The values for the amino acid positional probabilities within the octapeptide were calculated (Fig. 2A) over all systems studied, including both the random selection and active machine learning selections. These probability distributions suggested that the positioning of specific residues within the hit sequences may also be important. It is worth noting that a residue at a terminal position does not necessarily indicate its presence within the head group region of the bilayer, as multiple octapeptides are required to bridge the bilayer due to their short length. Our analysis suggests that cationic residues contribute more to pore-forming ability when positioned in the latter half of the octapeptide, closer to the C-terminus. However, it must be noted that these design rules are very generic and peptides such as peptide 3, which seem like perfect candidates based on these rules, may not be active. The specific order of the amino acids is also a very important characteristic, as shown in Fig. 3, two isomers of peptide 11 were tested and found not to produce stable pores.

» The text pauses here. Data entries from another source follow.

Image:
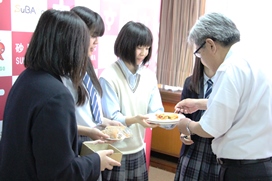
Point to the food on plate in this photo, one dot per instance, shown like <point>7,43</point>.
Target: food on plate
<point>117,132</point>
<point>164,116</point>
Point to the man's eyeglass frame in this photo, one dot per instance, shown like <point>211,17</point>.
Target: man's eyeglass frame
<point>196,52</point>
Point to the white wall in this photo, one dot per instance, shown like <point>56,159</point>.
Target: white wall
<point>253,19</point>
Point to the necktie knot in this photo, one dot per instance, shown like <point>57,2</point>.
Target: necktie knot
<point>209,88</point>
<point>93,99</point>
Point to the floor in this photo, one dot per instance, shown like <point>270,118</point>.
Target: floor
<point>162,167</point>
<point>156,174</point>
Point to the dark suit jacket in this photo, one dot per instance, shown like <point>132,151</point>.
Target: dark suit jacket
<point>39,138</point>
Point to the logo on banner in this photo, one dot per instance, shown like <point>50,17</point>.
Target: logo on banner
<point>19,47</point>
<point>2,50</point>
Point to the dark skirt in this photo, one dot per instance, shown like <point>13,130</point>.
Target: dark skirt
<point>198,163</point>
<point>133,168</point>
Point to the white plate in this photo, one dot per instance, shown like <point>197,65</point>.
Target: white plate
<point>153,119</point>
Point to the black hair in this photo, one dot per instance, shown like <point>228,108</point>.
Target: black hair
<point>96,27</point>
<point>132,35</point>
<point>60,46</point>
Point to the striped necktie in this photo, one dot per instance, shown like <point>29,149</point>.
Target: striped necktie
<point>93,99</point>
<point>209,88</point>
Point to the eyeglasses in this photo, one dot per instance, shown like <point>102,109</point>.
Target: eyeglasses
<point>196,52</point>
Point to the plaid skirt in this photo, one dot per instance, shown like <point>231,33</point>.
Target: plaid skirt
<point>133,168</point>
<point>198,163</point>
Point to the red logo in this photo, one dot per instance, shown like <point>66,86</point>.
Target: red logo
<point>2,49</point>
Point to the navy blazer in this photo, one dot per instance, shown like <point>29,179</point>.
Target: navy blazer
<point>39,138</point>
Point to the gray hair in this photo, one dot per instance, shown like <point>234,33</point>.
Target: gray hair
<point>215,26</point>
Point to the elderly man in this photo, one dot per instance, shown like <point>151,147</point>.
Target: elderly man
<point>239,111</point>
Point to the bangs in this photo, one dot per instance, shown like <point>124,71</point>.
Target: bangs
<point>98,30</point>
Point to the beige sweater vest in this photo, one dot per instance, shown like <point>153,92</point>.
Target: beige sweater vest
<point>132,102</point>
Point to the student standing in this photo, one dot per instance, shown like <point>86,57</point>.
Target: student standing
<point>197,162</point>
<point>86,120</point>
<point>130,91</point>
<point>39,138</point>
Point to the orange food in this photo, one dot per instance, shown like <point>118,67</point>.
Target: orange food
<point>163,116</point>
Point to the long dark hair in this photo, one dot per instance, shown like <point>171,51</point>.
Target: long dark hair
<point>59,46</point>
<point>131,35</point>
<point>96,28</point>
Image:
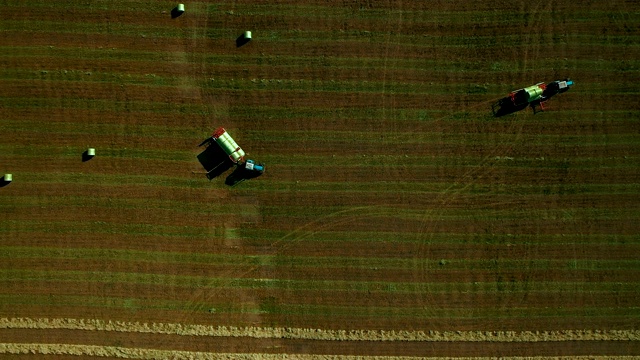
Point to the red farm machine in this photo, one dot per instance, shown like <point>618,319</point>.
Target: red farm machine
<point>222,153</point>
<point>533,96</point>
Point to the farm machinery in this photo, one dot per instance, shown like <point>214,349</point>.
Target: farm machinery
<point>533,96</point>
<point>222,153</point>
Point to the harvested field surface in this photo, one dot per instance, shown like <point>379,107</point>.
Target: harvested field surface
<point>397,217</point>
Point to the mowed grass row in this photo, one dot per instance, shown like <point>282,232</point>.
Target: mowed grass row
<point>257,82</point>
<point>22,58</point>
<point>133,304</point>
<point>306,36</point>
<point>421,12</point>
<point>316,261</point>
<point>28,228</point>
<point>510,209</point>
<point>208,282</point>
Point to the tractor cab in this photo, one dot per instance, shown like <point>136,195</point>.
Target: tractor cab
<point>252,167</point>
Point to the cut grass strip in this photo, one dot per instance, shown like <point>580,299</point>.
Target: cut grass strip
<point>290,61</point>
<point>269,236</point>
<point>151,354</point>
<point>407,87</point>
<point>316,36</point>
<point>278,113</point>
<point>401,288</point>
<point>64,227</point>
<point>320,334</point>
<point>136,304</point>
<point>191,135</point>
<point>314,261</point>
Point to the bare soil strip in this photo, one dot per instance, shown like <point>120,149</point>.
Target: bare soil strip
<point>319,334</point>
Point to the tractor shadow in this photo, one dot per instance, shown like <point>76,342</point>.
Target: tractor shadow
<point>239,175</point>
<point>86,157</point>
<point>175,12</point>
<point>242,40</point>
<point>215,161</point>
<point>505,107</point>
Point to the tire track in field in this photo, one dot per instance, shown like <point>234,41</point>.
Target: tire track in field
<point>454,192</point>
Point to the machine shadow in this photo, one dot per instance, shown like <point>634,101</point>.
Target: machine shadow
<point>175,12</point>
<point>86,157</point>
<point>215,161</point>
<point>505,107</point>
<point>242,40</point>
<point>239,175</point>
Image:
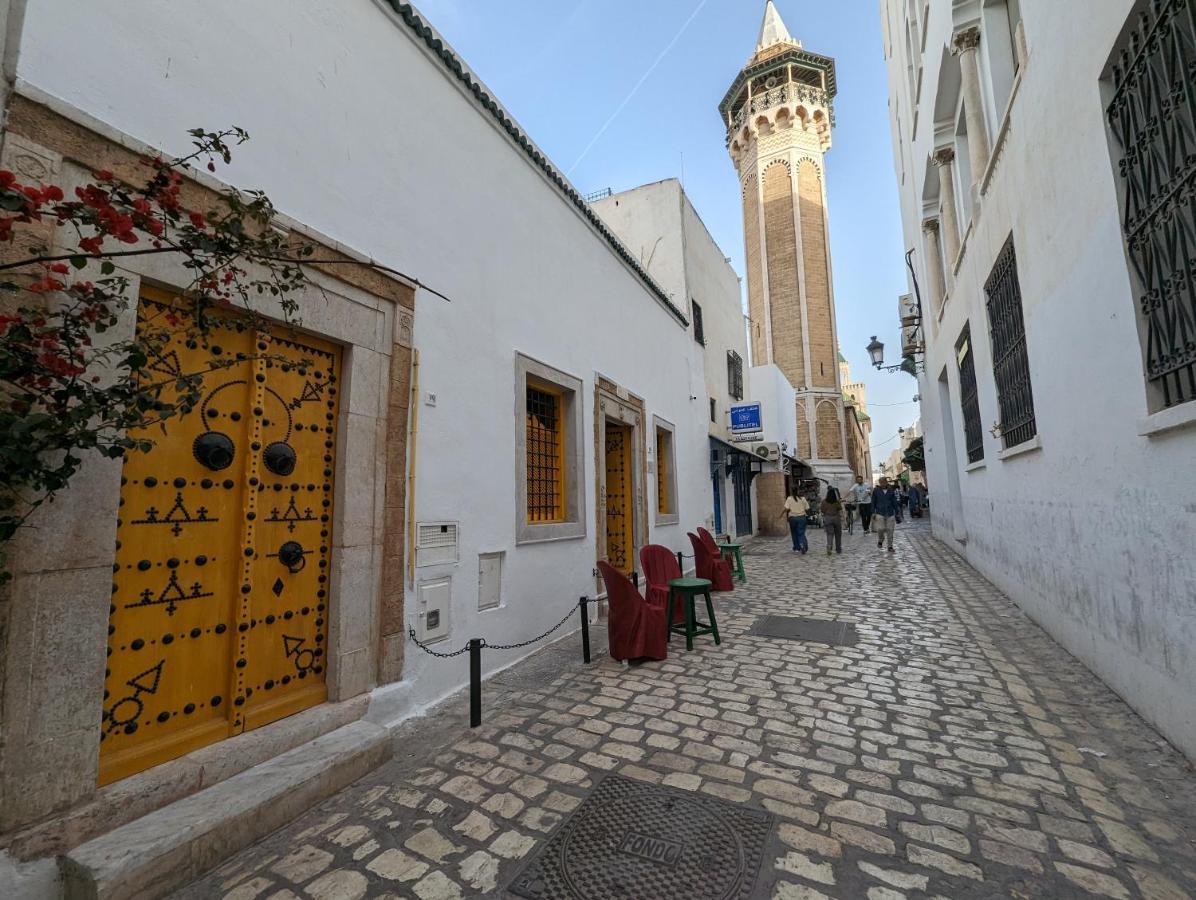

image file: d4cp01404a-f3.tif
Fig. 3 Discrete channel formation of active machine learning hit peptide 11 FFMSRIFF. (A) Discrete channel formation following addition of peptide 11 FFMSRIFF (10 μL, 50 μM, final concentration ∼0.8 μM) to the well using 1 M KCl 30 mM MOPS pH 7.4 buffer under +10 mV applied potential difference. Entries of multiple channels or enlargement of a single channel observed as indicated by instantaneous increases in current. Histograms show distribution of residual current at each level. (B) I/V sweep characterization of different channels from –10 mV to +10 mV. (C) Histogram analysis of open-channel conductance observed following the addition of peptide 11 at +10 mV in 1 M KCl, 10 mM MOPS, pH 7.4, determined from 12 individual insertions from the zero-current, unperturbed membrane, Fig. S13. This histogram has a normal distribution with a mean channel conductance of 0.43 nS. (D) Coarse grained molecular dynamics simulation visualization of 11 causing bulbous membrane-disruption. (E) Octapeptides 12 and 13 are scrambled/reversed sequences of peptide 11.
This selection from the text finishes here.